Nikolas foi apontado como um dos principais responsáveis por garantir o apoio do PL à proposta, em troca da promessa de destravar a análise da anistia. Na última terça-feira (16), o presidente da Câmara, Hugo Motta (Republicanos-PB), sinalizou aos líderes partidários que o projeto seria pautado, mas sem fixar data ou indicar qual texto entraria em votação.
Segundo relatos, antes da aprovação da PEC, Hugo teria indicado à esquerda que buscaria articulação com partidos de centro para derrotar a urgência da anistia, priorizando em seu lugar uma revisão da dosimetria das penas aplicadas aos condenados pelos atos de 8 de janeiro de 2023.
Para evitar esse cenário, Nikolas telefonou para os presidentes Antônio Rueda (União Brasil), Ciro Nogueira (PP), Valdemar Costa Neto (PL) e para o governador de São Paulo, Tarcísio de Freitas (Republicanos), pedindo empenho das lideranças na mobilização de suas bancadas.
A oposição, no entanto, admite que a aprovação da urgência enfrenta resistência.
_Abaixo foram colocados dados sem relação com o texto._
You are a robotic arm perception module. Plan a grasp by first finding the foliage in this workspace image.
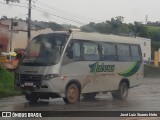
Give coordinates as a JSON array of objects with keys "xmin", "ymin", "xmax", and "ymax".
[{"xmin": 0, "ymin": 67, "xmax": 21, "ymax": 98}]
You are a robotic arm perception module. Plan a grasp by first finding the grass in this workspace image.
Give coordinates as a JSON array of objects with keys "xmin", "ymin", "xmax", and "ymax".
[
  {"xmin": 0, "ymin": 67, "xmax": 21, "ymax": 98},
  {"xmin": 144, "ymin": 65, "xmax": 160, "ymax": 78}
]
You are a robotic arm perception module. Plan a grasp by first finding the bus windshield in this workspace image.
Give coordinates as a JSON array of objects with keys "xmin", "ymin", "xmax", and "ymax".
[{"xmin": 19, "ymin": 34, "xmax": 68, "ymax": 66}]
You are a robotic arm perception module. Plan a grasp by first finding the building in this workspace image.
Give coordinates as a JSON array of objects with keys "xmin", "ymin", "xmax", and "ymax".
[
  {"xmin": 136, "ymin": 37, "xmax": 151, "ymax": 62},
  {"xmin": 0, "ymin": 19, "xmax": 53, "ymax": 52}
]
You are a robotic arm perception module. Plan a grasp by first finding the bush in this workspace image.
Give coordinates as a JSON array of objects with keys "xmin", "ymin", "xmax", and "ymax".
[{"xmin": 0, "ymin": 67, "xmax": 21, "ymax": 98}]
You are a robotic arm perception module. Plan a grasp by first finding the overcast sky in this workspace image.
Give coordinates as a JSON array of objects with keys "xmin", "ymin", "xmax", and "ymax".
[{"xmin": 0, "ymin": 0, "xmax": 160, "ymax": 26}]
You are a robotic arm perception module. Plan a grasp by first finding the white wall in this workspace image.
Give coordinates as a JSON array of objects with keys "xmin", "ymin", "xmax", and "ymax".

Um deputado resumiu que “apenas um milagre” garantiria os votos necessários para que a proposta, que inclui o perdão ao ex-presidente Jair Bolsonaro, avançasse. Há ainda a possibilidade de a anistia ser restringida apenas aos condenados pelos atos de 9 de janeiro.
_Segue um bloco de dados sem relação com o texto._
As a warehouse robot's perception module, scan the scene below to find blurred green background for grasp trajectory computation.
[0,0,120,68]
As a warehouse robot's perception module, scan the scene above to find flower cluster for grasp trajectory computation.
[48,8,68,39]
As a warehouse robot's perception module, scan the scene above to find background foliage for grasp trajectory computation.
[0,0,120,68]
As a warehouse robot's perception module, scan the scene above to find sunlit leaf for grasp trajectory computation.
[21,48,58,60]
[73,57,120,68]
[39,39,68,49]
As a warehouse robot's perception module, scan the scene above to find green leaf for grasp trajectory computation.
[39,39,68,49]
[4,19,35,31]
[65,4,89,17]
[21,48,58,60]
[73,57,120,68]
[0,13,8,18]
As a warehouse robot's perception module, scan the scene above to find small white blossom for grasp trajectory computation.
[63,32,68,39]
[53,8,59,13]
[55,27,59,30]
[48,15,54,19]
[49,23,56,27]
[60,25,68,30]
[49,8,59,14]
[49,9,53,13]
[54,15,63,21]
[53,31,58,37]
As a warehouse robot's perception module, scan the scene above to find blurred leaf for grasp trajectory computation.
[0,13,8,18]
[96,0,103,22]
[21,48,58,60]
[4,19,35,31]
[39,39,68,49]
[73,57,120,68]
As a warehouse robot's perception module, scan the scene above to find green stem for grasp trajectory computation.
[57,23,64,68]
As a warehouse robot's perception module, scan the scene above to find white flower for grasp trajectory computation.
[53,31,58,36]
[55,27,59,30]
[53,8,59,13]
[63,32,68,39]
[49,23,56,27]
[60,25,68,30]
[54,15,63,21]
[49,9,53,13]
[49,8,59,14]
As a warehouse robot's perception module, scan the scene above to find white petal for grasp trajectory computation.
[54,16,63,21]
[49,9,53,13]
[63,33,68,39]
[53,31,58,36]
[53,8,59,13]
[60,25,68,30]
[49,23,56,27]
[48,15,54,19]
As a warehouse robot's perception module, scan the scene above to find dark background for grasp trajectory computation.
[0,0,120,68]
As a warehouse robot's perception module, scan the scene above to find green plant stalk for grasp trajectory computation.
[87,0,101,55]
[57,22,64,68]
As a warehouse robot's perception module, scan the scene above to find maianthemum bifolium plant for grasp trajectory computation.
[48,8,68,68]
O PL contabilizava até terça-feira 240 dos 257 votos necessários para aprovar a urgência. Do lado governista, integrantes do PT avaliam que há margem de cerca de dez votos para barrar o projeto. O resultado é tratado como imprevisível e atribuído, em parte, à resistência petista à PEC da Blindagem e à retirada de um dispositivo que previa votação secreta sobre a abertura de processos contra parlamentares.